> From: Marcin 'Qrczak' Kowalczyk <xxxxxx@knm.org.pl>
>>> My toy Scheme interpreter is hosted by a language with native bignums,
>>> and no distinction between fixnums and bignums in the public API.
>>> A requirement to support modular arithmetic would be inconvenient here.
>>
>> - then (integer-range) for your implementation would be fairly large, and
>> no ambiguity exists unless the maximum bignum value is overflowed.
>
> integer-range is not feasible because in the current implementation
> for most machines the memory for representing the maximum overflows
> earlier than the theoretical limit of the representation. The actual
> range is not well defined for this reason.
>
> Arithmetic is definitely not modular wrt. this range. Overflow of
> bignums should generate exceptions, but since it's unimplementable
> with my choice of the bignum library (GMP), the current implementation
> crashes. This is a known bug which won't be fixed in the foreseeable
> future.
- then possibly (exact-integer-precision) could be defined to return
an implementation's warranted maximum signed log2 precision, thereby
even an implementation which supported only supported a minimally
required precision of at least 16 bits, could return a value as
large as ~2^15 (which seems sufficiently large enough to enable a
bignum implementation to support nearly indefinite precision, while
being able to bound it's maximum memory requirements, and return some
defined standard semantic behavior/value upon an overflow otherwise).

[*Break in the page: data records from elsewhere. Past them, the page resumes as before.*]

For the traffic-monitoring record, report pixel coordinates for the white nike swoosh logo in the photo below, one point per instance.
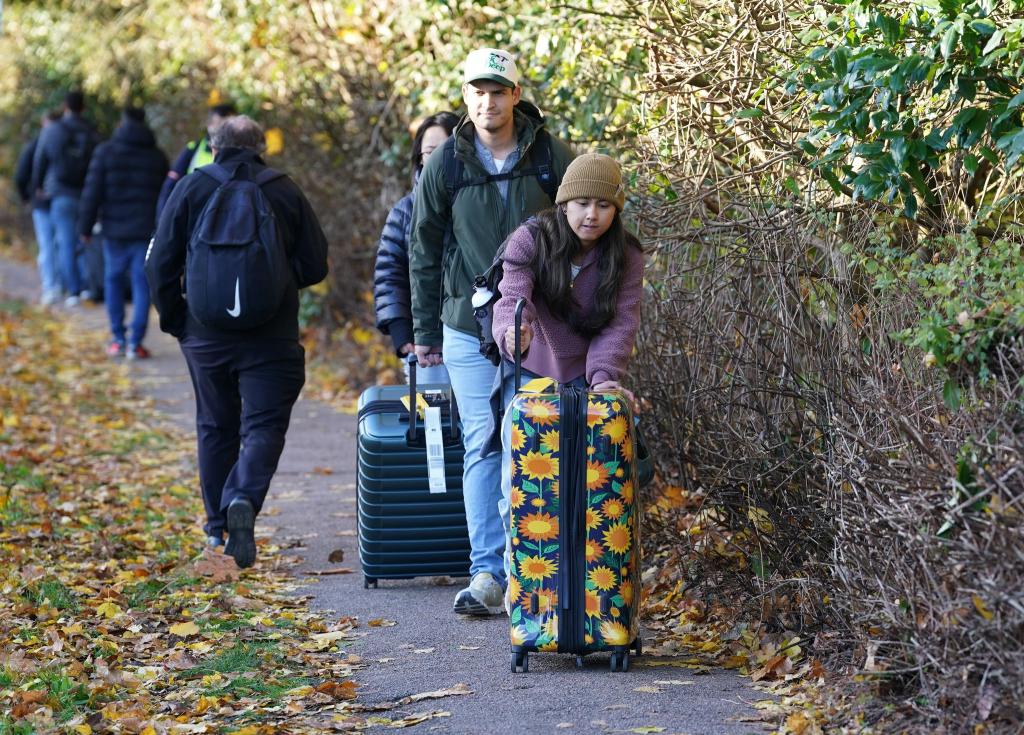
(238, 306)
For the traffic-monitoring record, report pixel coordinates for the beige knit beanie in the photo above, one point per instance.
(593, 176)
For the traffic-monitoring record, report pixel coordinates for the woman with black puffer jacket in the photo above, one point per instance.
(391, 291)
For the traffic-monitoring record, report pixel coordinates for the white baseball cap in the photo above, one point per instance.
(492, 63)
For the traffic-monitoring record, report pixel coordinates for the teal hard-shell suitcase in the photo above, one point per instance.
(404, 530)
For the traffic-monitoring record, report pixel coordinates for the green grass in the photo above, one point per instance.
(55, 593)
(14, 727)
(240, 657)
(70, 696)
(272, 688)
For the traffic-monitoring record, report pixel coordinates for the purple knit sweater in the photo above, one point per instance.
(557, 351)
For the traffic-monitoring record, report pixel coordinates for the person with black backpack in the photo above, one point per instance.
(58, 169)
(235, 244)
(500, 167)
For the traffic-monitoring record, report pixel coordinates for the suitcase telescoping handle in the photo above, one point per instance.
(453, 404)
(518, 343)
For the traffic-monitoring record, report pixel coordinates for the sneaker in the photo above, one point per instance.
(482, 597)
(241, 523)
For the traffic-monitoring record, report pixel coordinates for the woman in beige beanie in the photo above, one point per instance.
(581, 274)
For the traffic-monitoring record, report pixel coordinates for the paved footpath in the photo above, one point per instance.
(312, 505)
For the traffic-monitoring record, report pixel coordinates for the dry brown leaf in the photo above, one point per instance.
(338, 690)
(330, 572)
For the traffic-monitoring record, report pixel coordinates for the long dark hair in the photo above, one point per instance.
(445, 120)
(552, 262)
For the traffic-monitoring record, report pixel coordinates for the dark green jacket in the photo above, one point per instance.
(442, 280)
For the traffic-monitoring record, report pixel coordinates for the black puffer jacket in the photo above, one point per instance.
(165, 262)
(391, 296)
(124, 180)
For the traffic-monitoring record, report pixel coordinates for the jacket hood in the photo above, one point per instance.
(133, 133)
(525, 131)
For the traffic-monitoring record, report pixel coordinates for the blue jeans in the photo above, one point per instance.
(472, 377)
(126, 259)
(64, 214)
(435, 375)
(49, 273)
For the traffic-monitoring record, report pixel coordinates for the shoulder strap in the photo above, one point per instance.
(266, 176)
(221, 176)
(217, 172)
(541, 157)
(541, 168)
(453, 169)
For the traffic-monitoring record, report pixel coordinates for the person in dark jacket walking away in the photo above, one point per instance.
(195, 155)
(394, 315)
(499, 147)
(46, 261)
(58, 169)
(121, 191)
(246, 380)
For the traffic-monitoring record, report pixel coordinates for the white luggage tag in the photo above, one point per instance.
(435, 450)
(539, 385)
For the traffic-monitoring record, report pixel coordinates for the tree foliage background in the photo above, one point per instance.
(830, 197)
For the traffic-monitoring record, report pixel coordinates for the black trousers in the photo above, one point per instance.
(245, 391)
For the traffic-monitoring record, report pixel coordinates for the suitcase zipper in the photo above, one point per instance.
(571, 521)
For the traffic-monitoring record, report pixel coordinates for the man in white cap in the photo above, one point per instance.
(498, 169)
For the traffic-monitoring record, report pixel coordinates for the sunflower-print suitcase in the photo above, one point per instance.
(573, 584)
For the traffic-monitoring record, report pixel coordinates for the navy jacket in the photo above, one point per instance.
(165, 262)
(178, 170)
(391, 294)
(123, 183)
(50, 152)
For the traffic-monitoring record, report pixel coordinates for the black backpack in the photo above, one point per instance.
(76, 152)
(485, 285)
(237, 269)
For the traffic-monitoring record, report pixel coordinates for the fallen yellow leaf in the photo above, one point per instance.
(108, 609)
(184, 629)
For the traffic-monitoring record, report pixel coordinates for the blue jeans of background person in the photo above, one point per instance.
(123, 260)
(472, 377)
(508, 392)
(49, 272)
(245, 390)
(64, 214)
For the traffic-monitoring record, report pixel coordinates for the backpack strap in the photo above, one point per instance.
(222, 176)
(540, 158)
(266, 176)
(217, 172)
(454, 169)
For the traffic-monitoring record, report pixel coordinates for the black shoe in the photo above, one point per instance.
(241, 543)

And possibly (exact-fractional-precision) could be defined analogously
to return an implementation's warranted minimum log2 signed fractional
precision, thereby a value of 0 [i.e. (log2 0) => 1] means only integers
are representable exactly; a value of -16 means fractional values as
small as (log2 -16) => 1/(2^16) may be represented precisely, etc...
Thereby an implementation's exact precision may be characterized, and
potentially even modified if it were defined that these functions could
be passed a parameter; thereby (exact-integer-precision 128) could
return #t if accepted, or return #f otherwise.